États-Unis L’angoisse d’un empire émoussé

jeudi 1er décembre 2016.
 

La montée des pays émergents et le désastre de l’invasion de l’Irak ont affecté l’hyperpuissance.

L’angoisse que l’empire ne parvienne plus autant que jadis à imposer sa loi sur un monde globalisé ou confronté aux diverses menaces terroristes a resurgi à maintes reprises dans la campagne de la présidentielle. Hillary Clinton a juré de rétablir le leadership ébranlé. Donald Trump a cultivé à plaisir la nostalgie d’un âge d’or aujourd’hui révolu, a-t-il dit, « par la faute de l’incompétence de l’establishment ». Il est ainsi suggéré une époque « bénie » où la domination exercée sur l’extérieur par l’Oncle Sam aurait correspondu, à l’intérieur, à des périodes de prospérité pour tous. Ce discours rapproche le déclassement social, ressenti ou craint par de nombreux citoyens, d’un hypothétique déclassement international du pays. Le procédé qui appartient au répertoire classique des tribuns nationalistes permet opportunément de détourner l’attention des dérégulations libérales, que le milliardaire voudrait manier avec la plus grande brutalité alors qu’elles sont au cœur des souffrances populaires. À charge de faire endosser les responsabilités à d’autres : l’étranger, le musulman, le migrant mexicain ou… une « puissance commerciale étrangère déloyale » comme la Chine. Loin de l’avènement d’un monde multipolaire

Une telle manipulation de l’angoisse d’un retrait de la domination impériale du pays fonctionne d’autant mieux qu’elle correspond à d’indéniables évolutions des rapports de forces planétaires. Les États-Unis ont perdu leur stature d’hyperpuissance incontestable, qu’ils affichaient au début des années 1990, après l’effondrement de l’URSS. Au plan économique, leur suprématie est contestée par les pays émergents et singulièrement par la Chine, devenue entre-temps l’un des tout premiers acteurs mondiaux. Au plan militaire, ils possèdent certes toujours de très loin la première armée de la planète. Mais l’invasion de l’Irak, au début de la dernière décennie, a agi comme un boomerang. Washington a dû accroître son endettement, déjà abyssal, pour financer une expédition qui a tourné au ­désastre, contribuant à l’émergence de Daech dans la région, alors même qu’elle fut officiellement déclenchée sous prétexte de mettre à genoux le régime de Saddam Hussein, accusé de… soutenir le terrorisme.

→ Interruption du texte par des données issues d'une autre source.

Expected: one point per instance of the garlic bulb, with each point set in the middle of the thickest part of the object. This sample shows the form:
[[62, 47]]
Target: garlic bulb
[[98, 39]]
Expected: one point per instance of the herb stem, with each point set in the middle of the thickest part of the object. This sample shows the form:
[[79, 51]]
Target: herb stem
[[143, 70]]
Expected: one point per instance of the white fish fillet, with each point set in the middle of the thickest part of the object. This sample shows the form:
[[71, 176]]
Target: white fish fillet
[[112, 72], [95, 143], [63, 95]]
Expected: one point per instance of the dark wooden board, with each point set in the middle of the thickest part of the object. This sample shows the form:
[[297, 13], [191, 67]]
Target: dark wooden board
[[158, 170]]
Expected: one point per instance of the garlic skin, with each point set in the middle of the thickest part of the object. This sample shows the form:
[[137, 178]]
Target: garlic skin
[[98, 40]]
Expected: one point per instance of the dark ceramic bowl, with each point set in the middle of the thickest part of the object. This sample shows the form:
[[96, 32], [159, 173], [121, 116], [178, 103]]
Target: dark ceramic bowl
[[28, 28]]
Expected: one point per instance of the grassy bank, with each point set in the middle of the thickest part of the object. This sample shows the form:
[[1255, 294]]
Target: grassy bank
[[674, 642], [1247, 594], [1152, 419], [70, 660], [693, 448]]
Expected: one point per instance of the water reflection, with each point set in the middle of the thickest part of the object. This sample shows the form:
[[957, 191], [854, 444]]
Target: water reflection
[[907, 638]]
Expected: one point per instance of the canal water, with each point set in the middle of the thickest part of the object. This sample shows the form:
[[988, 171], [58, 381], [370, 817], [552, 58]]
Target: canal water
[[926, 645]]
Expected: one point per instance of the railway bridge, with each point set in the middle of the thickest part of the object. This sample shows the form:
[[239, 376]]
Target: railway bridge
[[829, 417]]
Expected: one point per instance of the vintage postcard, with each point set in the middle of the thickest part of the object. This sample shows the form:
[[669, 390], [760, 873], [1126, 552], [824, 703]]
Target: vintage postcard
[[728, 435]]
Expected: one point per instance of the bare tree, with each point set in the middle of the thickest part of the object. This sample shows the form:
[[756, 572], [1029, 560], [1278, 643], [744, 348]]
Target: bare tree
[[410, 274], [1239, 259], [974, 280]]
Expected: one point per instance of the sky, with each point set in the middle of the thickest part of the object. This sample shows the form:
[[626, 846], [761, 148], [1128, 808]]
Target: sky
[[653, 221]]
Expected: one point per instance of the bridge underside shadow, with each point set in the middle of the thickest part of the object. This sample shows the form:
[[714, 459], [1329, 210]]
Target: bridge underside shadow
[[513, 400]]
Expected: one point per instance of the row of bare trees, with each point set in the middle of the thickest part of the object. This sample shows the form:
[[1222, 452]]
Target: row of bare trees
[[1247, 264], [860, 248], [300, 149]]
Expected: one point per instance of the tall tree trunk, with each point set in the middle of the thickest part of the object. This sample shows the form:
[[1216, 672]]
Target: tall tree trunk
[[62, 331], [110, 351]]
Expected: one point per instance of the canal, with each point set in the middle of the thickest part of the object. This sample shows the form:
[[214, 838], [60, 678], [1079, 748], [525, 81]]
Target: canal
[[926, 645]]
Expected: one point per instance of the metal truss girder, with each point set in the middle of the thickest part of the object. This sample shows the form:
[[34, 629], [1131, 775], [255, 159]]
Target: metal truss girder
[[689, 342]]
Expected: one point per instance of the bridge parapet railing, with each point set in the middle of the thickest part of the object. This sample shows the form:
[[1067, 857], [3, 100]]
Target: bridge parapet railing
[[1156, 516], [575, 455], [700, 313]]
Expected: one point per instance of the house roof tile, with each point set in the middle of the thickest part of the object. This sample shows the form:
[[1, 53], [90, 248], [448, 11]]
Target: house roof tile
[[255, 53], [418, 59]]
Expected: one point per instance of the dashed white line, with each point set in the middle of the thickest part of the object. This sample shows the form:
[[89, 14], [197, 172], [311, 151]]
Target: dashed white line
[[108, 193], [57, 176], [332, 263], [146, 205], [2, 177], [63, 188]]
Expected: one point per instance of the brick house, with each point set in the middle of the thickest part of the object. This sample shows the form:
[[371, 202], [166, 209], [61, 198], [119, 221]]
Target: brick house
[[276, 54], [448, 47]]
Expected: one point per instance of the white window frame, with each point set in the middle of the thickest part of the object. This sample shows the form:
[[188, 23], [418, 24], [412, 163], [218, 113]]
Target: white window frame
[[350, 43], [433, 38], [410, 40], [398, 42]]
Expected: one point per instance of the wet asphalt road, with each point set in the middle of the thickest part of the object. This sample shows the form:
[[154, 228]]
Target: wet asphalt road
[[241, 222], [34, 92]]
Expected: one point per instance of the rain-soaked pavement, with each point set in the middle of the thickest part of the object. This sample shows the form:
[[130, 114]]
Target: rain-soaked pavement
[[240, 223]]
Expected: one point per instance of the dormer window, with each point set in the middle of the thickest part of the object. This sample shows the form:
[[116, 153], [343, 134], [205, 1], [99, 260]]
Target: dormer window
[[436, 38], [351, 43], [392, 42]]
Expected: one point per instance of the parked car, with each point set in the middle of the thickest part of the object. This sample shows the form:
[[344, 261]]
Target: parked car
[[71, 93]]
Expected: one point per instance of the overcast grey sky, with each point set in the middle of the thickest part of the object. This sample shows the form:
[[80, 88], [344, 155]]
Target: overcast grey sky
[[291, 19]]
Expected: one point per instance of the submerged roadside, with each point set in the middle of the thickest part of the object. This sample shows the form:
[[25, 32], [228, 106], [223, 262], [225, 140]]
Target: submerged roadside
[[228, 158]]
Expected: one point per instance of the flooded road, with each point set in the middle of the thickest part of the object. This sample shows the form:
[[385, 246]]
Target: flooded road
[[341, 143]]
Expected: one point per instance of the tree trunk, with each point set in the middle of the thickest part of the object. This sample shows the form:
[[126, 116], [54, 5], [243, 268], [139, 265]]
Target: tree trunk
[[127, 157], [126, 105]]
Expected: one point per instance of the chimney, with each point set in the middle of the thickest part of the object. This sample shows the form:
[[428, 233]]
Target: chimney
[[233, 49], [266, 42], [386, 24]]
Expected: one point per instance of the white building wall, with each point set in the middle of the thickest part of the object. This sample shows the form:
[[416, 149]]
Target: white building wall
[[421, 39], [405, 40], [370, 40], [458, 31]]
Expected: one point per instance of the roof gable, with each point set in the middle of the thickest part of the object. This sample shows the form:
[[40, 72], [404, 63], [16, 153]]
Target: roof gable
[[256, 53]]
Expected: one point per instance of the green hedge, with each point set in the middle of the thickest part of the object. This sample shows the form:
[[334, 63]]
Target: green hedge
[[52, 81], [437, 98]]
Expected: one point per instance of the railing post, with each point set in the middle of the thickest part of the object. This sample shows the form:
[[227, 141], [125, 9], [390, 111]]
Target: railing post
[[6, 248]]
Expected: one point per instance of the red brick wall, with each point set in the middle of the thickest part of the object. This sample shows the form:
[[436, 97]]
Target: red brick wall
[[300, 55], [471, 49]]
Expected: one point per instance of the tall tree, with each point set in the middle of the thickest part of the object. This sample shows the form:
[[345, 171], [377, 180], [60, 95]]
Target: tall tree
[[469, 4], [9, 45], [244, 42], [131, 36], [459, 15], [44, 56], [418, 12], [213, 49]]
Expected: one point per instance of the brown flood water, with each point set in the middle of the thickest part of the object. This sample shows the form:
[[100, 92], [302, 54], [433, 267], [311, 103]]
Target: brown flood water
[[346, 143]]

Ce fiasco géostratégique a alimenté le doute sur le bien-fondé à multiplier les interventions et la crédibilité de l’Oncle Sam sur certains théâtres extérieurs. D’où la relative retenue de Barack Obama en Syrie. On est toujours très loin de l’avènement d’un monde multipolaire. Mais le standing de l’empire s’effrite. B. O.